I\'ve got a table of URLs and I don\'t want any duplicate URLs. How do I check to see if a given URL is already in the table using PHP/MySQL?
The simple SQL solutions require a unique field; the logic solutions do not.
You should normalize your urls to ensure there is no duplication. Functions in PHP such as strtolower() and urldecode() or rawurldecode().
Assumptions: Your table name is 'websites', the column name for your url is 'url', and the arbitrary data to be associated with the url is in the column 'data'.
Logic Solutions
SELECT COUNT(*) AS UrlResults FROM websites WHERE url='http://www.domain.com'
Test the previous query with if statements in SQL or PHP to ensure that it is 0 before you continue with an INSERT statement.
Simple SQL Statements
Scenario 1: Your db is a first come first serve table and you have no desire to have duplicate entries in the future.
ALTER TABLE websites ADD UNIQUE (url)
This will prevent any entries from being able to be entered in to the database if the url value already exists in that column.
Scenario 2: You want the most up to date information for each url and don't want to duplicate content. There are two solutions for this scenario. (These solutions also require 'url' to be unique so the solution in Scenario 1 will also need to be carried out.)
REPLACE INTO websites (url, data) VALUES ('http://www.domain.com', 'random data')
This will trigger a DELETE action if a row exists followed by an INSERT in all cases, so be careful with ON DELETE declarations.
INSERT INTO websites (url, data) VALUES ('http://www.domain.com', 'random data')
ON DUPLICATE KEY UPDATE data='random data'
This will trigger an UPDATE action if a row exists and an INSERT if it does not.
If you want to insert urls into the table, but only those that don't exist already you can add a UNIQUE contraint on the column and in your INSERT query add IGNORE so that you don't get an error.
Example: INSERT IGNORE INTO urls
SET url = 'url-to-insert'
The answer depends on whether you want to know when an attempt is made to enter a record with a duplicate field. If you don't care then use the "INSERT... ON DUPLICATE KEY" syntax as this will make your attempt quietly succeed without creating a duplicate.
If on the other hand you want to know when such an event happens and prevent it, then you should use a unique key constraint which will cause the attempted insert/update to fail with a meaningful error.
In considering a solution to this problem, you need to first define what a "duplicate URL" means for your project.

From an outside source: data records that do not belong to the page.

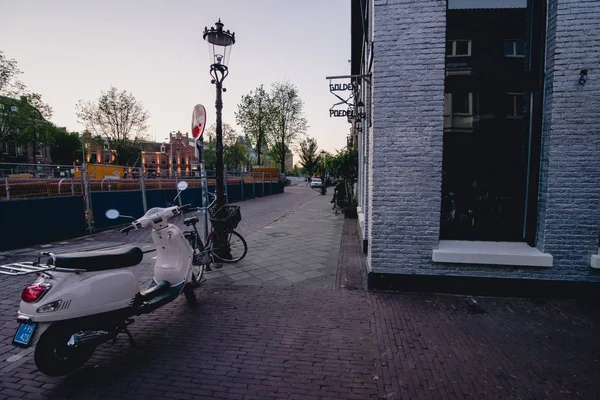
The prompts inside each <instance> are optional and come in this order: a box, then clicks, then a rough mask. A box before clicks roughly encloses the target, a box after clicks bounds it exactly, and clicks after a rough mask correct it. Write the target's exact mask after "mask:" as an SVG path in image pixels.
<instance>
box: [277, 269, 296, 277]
mask: <svg viewBox="0 0 600 400" xmlns="http://www.w3.org/2000/svg"><path fill="white" fill-rule="evenodd" d="M275 274H277V275H278V276H283V277H286V276H290V275H295V274H294V271H290V270H289V269H282V270H279V271H276V272H275Z"/></svg>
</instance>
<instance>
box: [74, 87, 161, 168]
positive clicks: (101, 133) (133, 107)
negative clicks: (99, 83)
mask: <svg viewBox="0 0 600 400" xmlns="http://www.w3.org/2000/svg"><path fill="white" fill-rule="evenodd" d="M149 118H150V115H149V113H148V111H147V110H146V109H145V108H144V106H143V104H142V103H141V102H140V101H139V100H137V99H136V98H135V96H134V95H133V94H131V93H128V92H127V91H126V90H123V91H119V90H118V89H117V88H115V87H111V88H110V89H109V90H108V91H107V92H102V93H101V94H100V97H99V98H98V99H96V100H94V101H83V100H80V101H79V102H78V103H77V120H78V122H79V123H81V124H83V125H84V126H85V128H86V129H88V130H89V131H91V132H92V133H93V134H95V135H99V136H102V137H103V138H106V140H107V141H108V145H109V149H110V151H111V152H112V153H113V155H114V156H115V163H116V164H119V165H125V164H127V163H133V162H135V153H136V151H135V149H138V148H139V146H138V145H137V142H138V140H139V139H140V138H141V137H142V136H143V134H144V132H145V130H146V128H147V122H148V119H149Z"/></svg>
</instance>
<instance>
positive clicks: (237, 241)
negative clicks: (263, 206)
mask: <svg viewBox="0 0 600 400" xmlns="http://www.w3.org/2000/svg"><path fill="white" fill-rule="evenodd" d="M209 194H210V195H211V196H213V197H215V199H214V200H213V201H212V202H211V203H210V204H209V205H208V206H207V207H197V209H196V210H197V212H200V211H205V210H207V211H208V213H209V215H210V220H211V230H210V232H209V234H208V236H207V237H206V240H205V241H204V243H203V242H202V240H201V239H200V234H199V233H198V229H197V228H196V224H197V223H198V222H200V218H198V217H197V216H194V217H188V218H186V219H184V220H183V224H184V225H185V226H187V227H188V228H189V227H190V225H191V226H192V229H190V230H188V231H185V232H183V235H184V236H185V238H186V239H188V241H189V242H190V245H191V246H192V248H193V249H194V259H193V260H192V284H194V285H198V284H199V283H200V281H201V280H202V277H203V276H204V270H207V271H212V270H211V268H210V265H211V264H216V263H215V259H216V260H218V261H219V262H222V263H228V264H232V263H236V262H238V261H241V260H242V259H243V258H244V257H246V254H247V253H248V244H247V243H246V240H245V239H244V237H243V236H242V235H240V234H239V233H238V232H236V231H235V230H234V229H235V228H236V227H237V224H238V223H239V222H240V220H241V218H242V217H241V214H240V208H239V206H234V205H228V204H227V205H225V206H223V207H221V208H219V209H217V208H216V207H215V203H216V196H215V195H214V194H212V193H209ZM223 215H225V216H224V217H223ZM215 227H216V228H217V230H220V231H222V232H225V235H226V237H225V238H223V239H225V240H223V241H221V242H220V243H221V244H219V243H218V241H215V238H216V233H215ZM217 268H218V267H217Z"/></svg>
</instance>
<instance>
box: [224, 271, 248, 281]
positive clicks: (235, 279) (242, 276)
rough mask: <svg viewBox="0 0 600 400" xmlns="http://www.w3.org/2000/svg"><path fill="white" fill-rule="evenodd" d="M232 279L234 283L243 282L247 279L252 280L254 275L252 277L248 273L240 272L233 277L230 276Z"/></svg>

This will determine how to canonicalize the URLs before adding them to the database.
There are at least two definitions:
%C3%84
represents 'Ä' in UTF-8) is the same as http://google.com/?q=A%CC%88 (%CC%88
represents U+0308, COMBINING DIAERESIS).www.
' in one URL's authority can not simply be removed if the two URLs are otherwise equivalent, as the text of the domain name is sent as the value of the Host
HTTP header, and some web servers use virtual hosts to send back different content based on this header. More generally, even if the domain names resolve to the same IP address, you can not conclude that the referenced resources are the same.www.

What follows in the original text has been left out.